I can’t say enough good things about Jafar Panahi’s Taxi…it’s a film that well repays the time you spend viewing it.
I can’t say enough good things about Jafar Panahi’s Taxi (also known as Taxi Tehran, either title serving to differentiate it from the 2004 American film Taxi, which starred Queen Latifah) and of all the disappointments of this past Oscar season, the lack of recognition by the Academy for this film has to be at the top of the list. Fortunately, Hollywood is only one corner of the film world, and Jafar Panahi’s Taxi has done very well elsewhere. Most notably, it won both the Golden Bear (best film) and the FIPRESCI Prize (given by the international film critics association of the same name) at the 2015 Berlin International Film Festival. It also made a lot of critics’ “Best of 2015” lists (including mine), so that just goes to show you that the Oscars are not the be-all and end-all when it comes to film. If you missed Jafar Panahi’s Taxi when it was in theaters, you can now catch up with it at home, and it’s a film that well repays the time you spend viewing it.

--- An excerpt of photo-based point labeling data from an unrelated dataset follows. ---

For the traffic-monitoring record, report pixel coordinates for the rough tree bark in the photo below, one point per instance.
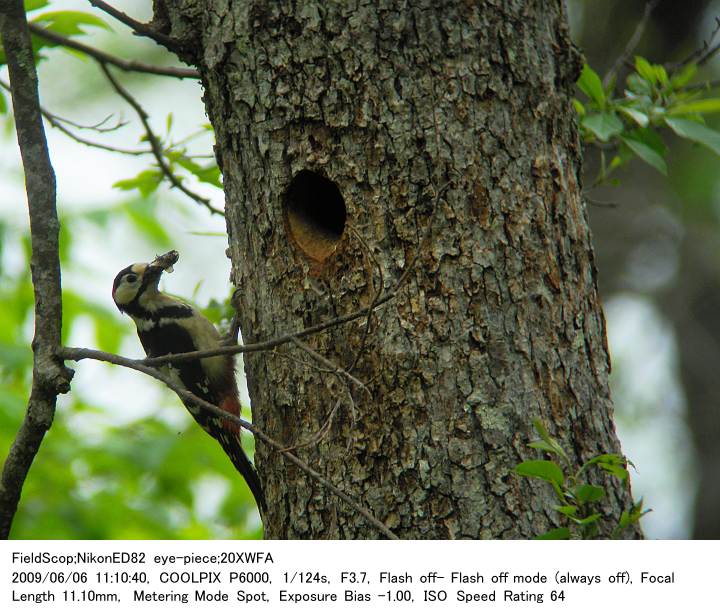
(337, 124)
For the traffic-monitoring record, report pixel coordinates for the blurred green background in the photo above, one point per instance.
(124, 459)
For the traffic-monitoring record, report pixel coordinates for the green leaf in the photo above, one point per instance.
(638, 85)
(209, 174)
(557, 533)
(645, 70)
(637, 116)
(589, 493)
(568, 510)
(542, 446)
(698, 133)
(603, 125)
(646, 153)
(31, 5)
(706, 105)
(146, 182)
(618, 471)
(683, 78)
(69, 23)
(541, 469)
(591, 85)
(590, 519)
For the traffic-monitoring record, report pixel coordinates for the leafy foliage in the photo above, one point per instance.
(628, 125)
(578, 500)
(98, 475)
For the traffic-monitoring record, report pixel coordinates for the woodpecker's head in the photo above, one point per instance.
(139, 281)
(135, 281)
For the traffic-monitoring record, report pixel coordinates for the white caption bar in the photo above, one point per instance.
(410, 577)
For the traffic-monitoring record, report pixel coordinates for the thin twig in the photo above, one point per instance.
(632, 42)
(194, 400)
(102, 56)
(50, 376)
(703, 53)
(704, 85)
(56, 122)
(155, 143)
(321, 433)
(98, 127)
(373, 303)
(138, 27)
(328, 364)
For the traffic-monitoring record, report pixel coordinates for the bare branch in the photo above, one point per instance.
(58, 123)
(373, 303)
(137, 27)
(155, 143)
(328, 364)
(50, 376)
(194, 400)
(98, 127)
(703, 53)
(632, 42)
(102, 56)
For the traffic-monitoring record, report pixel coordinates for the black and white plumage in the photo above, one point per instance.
(168, 325)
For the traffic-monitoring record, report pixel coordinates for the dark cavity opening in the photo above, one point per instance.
(315, 213)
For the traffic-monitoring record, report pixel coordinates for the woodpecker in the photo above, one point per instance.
(168, 325)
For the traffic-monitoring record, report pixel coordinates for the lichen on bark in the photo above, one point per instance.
(500, 320)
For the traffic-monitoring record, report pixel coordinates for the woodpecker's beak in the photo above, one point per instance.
(153, 274)
(161, 264)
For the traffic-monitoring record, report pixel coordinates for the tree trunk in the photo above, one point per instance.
(337, 125)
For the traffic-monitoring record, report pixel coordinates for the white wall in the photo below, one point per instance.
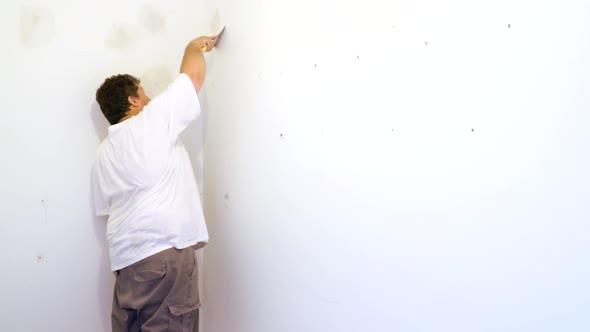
(55, 267)
(398, 166)
(415, 187)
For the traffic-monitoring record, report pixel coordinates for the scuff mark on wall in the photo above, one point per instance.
(151, 20)
(37, 26)
(122, 37)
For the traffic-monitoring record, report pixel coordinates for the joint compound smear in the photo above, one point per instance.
(37, 26)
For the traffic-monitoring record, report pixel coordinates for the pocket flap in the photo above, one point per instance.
(181, 308)
(150, 272)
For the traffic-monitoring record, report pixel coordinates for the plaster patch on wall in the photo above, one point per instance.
(37, 26)
(151, 20)
(156, 79)
(122, 37)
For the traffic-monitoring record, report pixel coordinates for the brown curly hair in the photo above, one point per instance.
(113, 96)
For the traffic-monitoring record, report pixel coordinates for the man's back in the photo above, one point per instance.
(143, 180)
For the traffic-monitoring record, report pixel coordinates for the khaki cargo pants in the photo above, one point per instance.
(159, 293)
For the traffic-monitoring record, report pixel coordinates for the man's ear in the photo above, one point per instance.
(133, 101)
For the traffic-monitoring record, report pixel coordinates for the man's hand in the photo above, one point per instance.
(205, 43)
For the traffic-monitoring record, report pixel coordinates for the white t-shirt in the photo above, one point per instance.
(143, 180)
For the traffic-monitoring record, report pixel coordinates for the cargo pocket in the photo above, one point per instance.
(183, 316)
(149, 272)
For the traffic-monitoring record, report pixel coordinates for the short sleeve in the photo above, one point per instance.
(178, 105)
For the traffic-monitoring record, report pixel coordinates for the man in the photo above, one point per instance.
(143, 180)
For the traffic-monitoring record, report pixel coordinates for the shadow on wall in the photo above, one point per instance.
(99, 122)
(106, 280)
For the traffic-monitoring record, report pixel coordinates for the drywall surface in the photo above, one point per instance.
(55, 267)
(398, 166)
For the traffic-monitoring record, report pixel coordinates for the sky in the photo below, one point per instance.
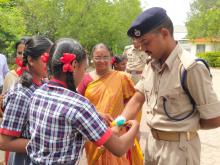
(176, 9)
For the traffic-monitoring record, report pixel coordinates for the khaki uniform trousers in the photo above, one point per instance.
(183, 152)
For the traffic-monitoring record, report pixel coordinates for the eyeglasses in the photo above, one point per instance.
(20, 53)
(105, 58)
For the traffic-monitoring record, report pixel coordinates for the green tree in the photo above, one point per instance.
(204, 19)
(89, 21)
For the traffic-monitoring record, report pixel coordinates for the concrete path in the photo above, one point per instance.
(210, 139)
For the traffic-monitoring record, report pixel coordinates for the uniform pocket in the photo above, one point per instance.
(175, 101)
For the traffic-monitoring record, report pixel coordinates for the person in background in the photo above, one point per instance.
(119, 62)
(60, 118)
(109, 90)
(136, 60)
(12, 76)
(14, 131)
(3, 70)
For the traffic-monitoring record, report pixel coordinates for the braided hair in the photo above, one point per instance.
(65, 45)
(35, 47)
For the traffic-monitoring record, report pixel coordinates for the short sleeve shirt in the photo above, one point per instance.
(3, 68)
(136, 59)
(60, 120)
(16, 107)
(163, 81)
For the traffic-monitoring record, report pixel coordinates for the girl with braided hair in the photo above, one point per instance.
(14, 131)
(61, 119)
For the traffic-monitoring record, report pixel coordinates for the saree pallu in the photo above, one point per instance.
(109, 94)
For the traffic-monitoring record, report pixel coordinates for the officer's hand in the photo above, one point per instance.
(108, 119)
(116, 130)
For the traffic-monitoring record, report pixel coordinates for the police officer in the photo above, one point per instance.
(173, 139)
(136, 60)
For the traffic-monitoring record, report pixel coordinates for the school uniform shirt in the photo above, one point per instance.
(3, 68)
(60, 120)
(16, 106)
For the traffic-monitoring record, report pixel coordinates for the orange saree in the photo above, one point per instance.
(109, 95)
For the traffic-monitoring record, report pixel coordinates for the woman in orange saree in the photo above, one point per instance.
(109, 91)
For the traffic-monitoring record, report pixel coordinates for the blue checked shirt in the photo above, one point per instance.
(16, 107)
(60, 120)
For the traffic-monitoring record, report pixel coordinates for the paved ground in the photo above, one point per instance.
(209, 138)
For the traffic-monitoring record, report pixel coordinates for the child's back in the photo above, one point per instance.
(59, 119)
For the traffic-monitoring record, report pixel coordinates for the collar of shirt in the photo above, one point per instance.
(37, 82)
(56, 82)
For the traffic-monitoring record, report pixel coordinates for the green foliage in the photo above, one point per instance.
(213, 58)
(204, 19)
(88, 21)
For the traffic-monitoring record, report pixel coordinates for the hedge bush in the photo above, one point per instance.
(213, 58)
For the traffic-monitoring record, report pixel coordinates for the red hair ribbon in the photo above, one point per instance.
(113, 60)
(45, 57)
(66, 59)
(21, 68)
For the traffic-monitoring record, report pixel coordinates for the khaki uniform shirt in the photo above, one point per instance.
(136, 58)
(160, 81)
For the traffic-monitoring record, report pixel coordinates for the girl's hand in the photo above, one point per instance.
(132, 123)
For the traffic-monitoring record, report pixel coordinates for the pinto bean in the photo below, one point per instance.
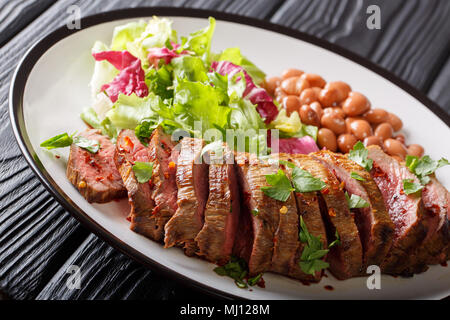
(327, 139)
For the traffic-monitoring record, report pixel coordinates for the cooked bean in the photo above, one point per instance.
(334, 122)
(317, 108)
(308, 96)
(327, 139)
(415, 150)
(289, 85)
(395, 148)
(375, 116)
(395, 121)
(361, 129)
(400, 138)
(272, 84)
(356, 104)
(309, 116)
(291, 72)
(291, 104)
(346, 142)
(384, 131)
(314, 80)
(373, 140)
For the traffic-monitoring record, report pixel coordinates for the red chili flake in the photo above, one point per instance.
(331, 212)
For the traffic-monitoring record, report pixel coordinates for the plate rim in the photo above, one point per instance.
(35, 52)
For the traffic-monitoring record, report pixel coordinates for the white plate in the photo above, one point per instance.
(50, 89)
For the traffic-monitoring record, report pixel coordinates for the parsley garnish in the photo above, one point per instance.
(143, 171)
(64, 140)
(409, 187)
(356, 176)
(359, 155)
(280, 187)
(313, 252)
(355, 201)
(304, 181)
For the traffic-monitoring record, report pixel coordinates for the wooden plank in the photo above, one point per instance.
(407, 43)
(36, 234)
(27, 10)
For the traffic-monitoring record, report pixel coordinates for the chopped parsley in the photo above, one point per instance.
(359, 154)
(280, 187)
(143, 171)
(313, 252)
(356, 176)
(354, 201)
(64, 140)
(237, 270)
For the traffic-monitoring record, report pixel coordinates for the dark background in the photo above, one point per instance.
(39, 239)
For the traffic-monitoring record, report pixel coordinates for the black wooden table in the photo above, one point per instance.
(39, 239)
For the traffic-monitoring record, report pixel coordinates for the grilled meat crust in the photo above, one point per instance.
(374, 224)
(345, 259)
(95, 175)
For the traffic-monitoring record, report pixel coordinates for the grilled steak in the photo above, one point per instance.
(95, 175)
(374, 224)
(192, 182)
(308, 208)
(164, 155)
(216, 239)
(129, 150)
(345, 259)
(274, 241)
(432, 251)
(406, 211)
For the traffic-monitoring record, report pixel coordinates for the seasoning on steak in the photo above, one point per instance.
(95, 175)
(374, 224)
(129, 150)
(192, 182)
(345, 259)
(164, 156)
(406, 211)
(308, 208)
(436, 200)
(215, 240)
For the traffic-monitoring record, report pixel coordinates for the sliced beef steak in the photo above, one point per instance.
(192, 183)
(308, 208)
(95, 175)
(216, 239)
(345, 259)
(432, 251)
(374, 224)
(130, 150)
(274, 240)
(406, 211)
(164, 156)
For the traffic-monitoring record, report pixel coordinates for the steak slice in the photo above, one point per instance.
(406, 211)
(374, 224)
(436, 200)
(95, 175)
(345, 259)
(273, 241)
(129, 150)
(308, 208)
(215, 240)
(164, 155)
(192, 183)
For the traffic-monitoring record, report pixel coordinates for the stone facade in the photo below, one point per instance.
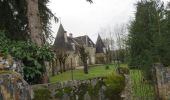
(69, 44)
(100, 58)
(12, 84)
(162, 81)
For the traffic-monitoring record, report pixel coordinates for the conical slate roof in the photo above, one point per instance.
(99, 45)
(60, 40)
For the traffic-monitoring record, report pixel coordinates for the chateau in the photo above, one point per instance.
(67, 44)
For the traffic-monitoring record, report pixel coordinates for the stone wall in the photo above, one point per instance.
(91, 89)
(73, 89)
(162, 81)
(12, 84)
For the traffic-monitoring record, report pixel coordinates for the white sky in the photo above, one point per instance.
(82, 18)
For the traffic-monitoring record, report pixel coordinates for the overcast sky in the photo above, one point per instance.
(82, 18)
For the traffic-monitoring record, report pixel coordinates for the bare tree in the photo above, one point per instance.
(84, 57)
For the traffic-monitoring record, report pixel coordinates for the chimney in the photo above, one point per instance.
(71, 35)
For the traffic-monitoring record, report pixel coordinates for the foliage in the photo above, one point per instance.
(145, 35)
(30, 54)
(123, 70)
(141, 87)
(114, 86)
(42, 94)
(62, 56)
(94, 71)
(14, 21)
(106, 67)
(59, 93)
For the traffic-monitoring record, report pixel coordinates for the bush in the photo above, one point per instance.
(106, 67)
(114, 86)
(42, 94)
(123, 70)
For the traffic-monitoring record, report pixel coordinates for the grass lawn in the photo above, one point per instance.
(140, 87)
(94, 71)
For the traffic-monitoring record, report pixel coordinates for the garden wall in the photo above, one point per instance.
(92, 89)
(162, 81)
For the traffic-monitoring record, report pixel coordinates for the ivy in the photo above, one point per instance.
(32, 56)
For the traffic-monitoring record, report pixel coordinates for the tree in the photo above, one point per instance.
(62, 57)
(144, 37)
(84, 57)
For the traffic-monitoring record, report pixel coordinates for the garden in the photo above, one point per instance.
(140, 88)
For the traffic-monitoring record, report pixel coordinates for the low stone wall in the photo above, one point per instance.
(162, 81)
(12, 84)
(74, 90)
(91, 89)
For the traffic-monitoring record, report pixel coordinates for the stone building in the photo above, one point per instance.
(100, 51)
(68, 44)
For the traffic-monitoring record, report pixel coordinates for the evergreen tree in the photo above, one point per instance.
(144, 37)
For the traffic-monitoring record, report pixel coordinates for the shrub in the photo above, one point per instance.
(106, 67)
(42, 94)
(114, 86)
(123, 70)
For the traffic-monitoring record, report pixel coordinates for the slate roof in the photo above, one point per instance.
(83, 40)
(60, 40)
(99, 45)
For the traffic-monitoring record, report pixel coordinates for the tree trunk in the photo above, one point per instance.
(34, 24)
(85, 67)
(35, 28)
(53, 69)
(61, 67)
(64, 69)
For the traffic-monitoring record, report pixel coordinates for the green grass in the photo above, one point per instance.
(94, 71)
(140, 87)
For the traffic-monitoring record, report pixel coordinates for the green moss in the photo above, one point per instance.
(42, 94)
(106, 67)
(123, 70)
(59, 93)
(115, 84)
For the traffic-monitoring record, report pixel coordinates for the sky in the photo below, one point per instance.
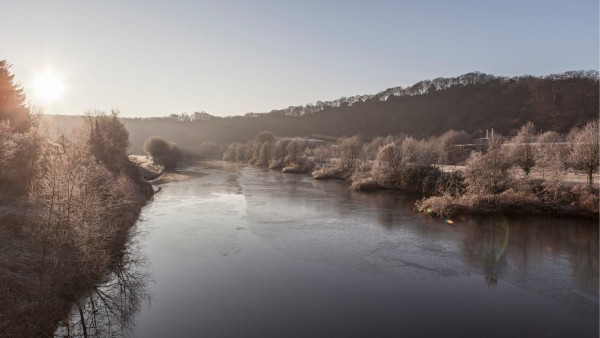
(155, 58)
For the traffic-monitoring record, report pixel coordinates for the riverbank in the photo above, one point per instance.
(45, 272)
(443, 194)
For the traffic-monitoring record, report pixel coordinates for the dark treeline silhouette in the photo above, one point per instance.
(472, 102)
(523, 174)
(67, 204)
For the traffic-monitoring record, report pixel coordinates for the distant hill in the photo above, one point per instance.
(472, 102)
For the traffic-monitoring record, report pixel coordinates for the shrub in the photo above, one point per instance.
(162, 152)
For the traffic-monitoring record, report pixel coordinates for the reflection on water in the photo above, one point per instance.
(243, 252)
(110, 308)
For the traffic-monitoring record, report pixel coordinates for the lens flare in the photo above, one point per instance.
(48, 86)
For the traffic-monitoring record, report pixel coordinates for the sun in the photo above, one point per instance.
(49, 86)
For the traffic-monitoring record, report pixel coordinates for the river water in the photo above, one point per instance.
(237, 251)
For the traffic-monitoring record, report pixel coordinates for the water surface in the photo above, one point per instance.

It’s remarkable that this film exists at all, since in 2010 the Iranian government banned Panahi from making films for 20 years. Since then, he has produced the documentary This Is Not a Film (2011), the feature film Closed Curtain (2013), and now Jafar Panahi’s Taxi (2015), a feature film that looks like a documentary. The latter film was shot using several fixed cameras inside a taxi cab which Panahi drives through the streets of Tehran, recording an apparent work day as he picks up passengers and takes them to their destinations. But every passenger is interesting, and each makes a different contribution to the film, neither of which strikes me as typical of a cabbie’s day, so my conclusion upon first viewing was that Jafar Panahi’s Taxi is in fact a feature film intended to look like a documentary. A little detective work produced more evidence supporting my theory—Panahi is listed as writer as well as director, the film was shot over 15 days, and the passengers were played by non-professional actors whose names were suppressed in order to protect them.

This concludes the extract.